Established in 2002, the KPK has frequently investigated, prosecuted and imprisoned high-profile politicians and officials, and in 2018 jailed the then-speaker of the House Setya Novanto for 15 years.
The Indonesian legislature passed controversial reforms in September 2019, which turned the formerly independent KPK into a government agency and curbed its ability to use wire taps.
The appointment of senior police officials to KPK positions has been widely criticised, given that police are often the target of KPK investigations.
“Through the revision of the KPK law, many legal experts view the KPK as losing its authority and independence,” said Dr Pertiwi of the University of Indonesia.
“However for me, this weakening has opened my eyes that the corruption eradication agenda is no longer enjoying the consensus it used to.”
KPK officials have also faced threats to their physical safety.
In 2017, KPK investigator Novel Baswedan was attacked with acid as he returned home from morning prayers at his local mosque.

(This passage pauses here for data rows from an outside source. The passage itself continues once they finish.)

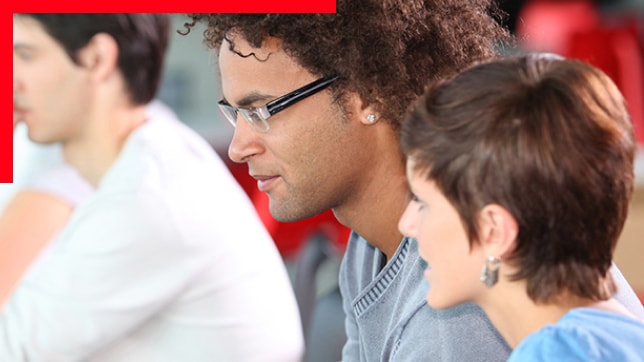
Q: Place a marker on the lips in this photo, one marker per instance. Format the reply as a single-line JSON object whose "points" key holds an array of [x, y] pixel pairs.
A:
{"points": [[264, 183]]}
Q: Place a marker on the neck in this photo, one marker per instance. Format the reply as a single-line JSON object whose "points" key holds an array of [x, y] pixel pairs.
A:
{"points": [[516, 316], [380, 196], [103, 139]]}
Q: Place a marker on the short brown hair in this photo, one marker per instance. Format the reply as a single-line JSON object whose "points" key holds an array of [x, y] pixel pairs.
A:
{"points": [[384, 50], [548, 139]]}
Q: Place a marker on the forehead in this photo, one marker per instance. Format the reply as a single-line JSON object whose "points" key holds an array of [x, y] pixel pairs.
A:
{"points": [[27, 32], [268, 68]]}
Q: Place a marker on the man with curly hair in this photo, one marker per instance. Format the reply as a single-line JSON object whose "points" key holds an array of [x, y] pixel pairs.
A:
{"points": [[316, 100]]}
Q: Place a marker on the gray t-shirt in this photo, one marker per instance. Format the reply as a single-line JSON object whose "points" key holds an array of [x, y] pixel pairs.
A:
{"points": [[387, 318]]}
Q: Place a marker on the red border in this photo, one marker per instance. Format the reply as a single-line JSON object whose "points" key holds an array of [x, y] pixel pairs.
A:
{"points": [[196, 6], [170, 6]]}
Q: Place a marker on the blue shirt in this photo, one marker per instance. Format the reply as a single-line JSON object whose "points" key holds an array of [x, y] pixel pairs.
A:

Mr Baswedan spent 10 months in Singapore receiving medical treatment and was left blind in one eye.
His two assailants — both police officers — were jailed for just 18 months and two years respectively, a decision slammed by anti-corruption campaigners and rights groups.
Mr Baswedan said he felt the officers were simply scapegoats acting on behalf of senior police.
Former minister has long criticised lobster policy
Mr Prabowo’s predecessor Susi Pudjiastuti, a prominent businesswoman, was one of the most popular politicians in Indonesia when she was replaced in Mr Widodo’s cabinet in late 2019.
While minister, Ms Pudjiastuti banned the export of lobster seeds, and has publicly criticised Mr Prabowo’s overturning of the ban.
“Isn’t it better to wait [until the lobsters] are big and sell them for 30 times the price?” she tweeted in December last year.
“So many things in the lobster larvae export policy aren’t transparent or accountable,” Susan Herawati, secretary-general of the NGO Coalition for Fisheries Justice, said in a statement provided to the environmental news outlet Mongabay.
“The KPK must thoroughly investigate this corruption allegation to its core,” Ms Herawati said.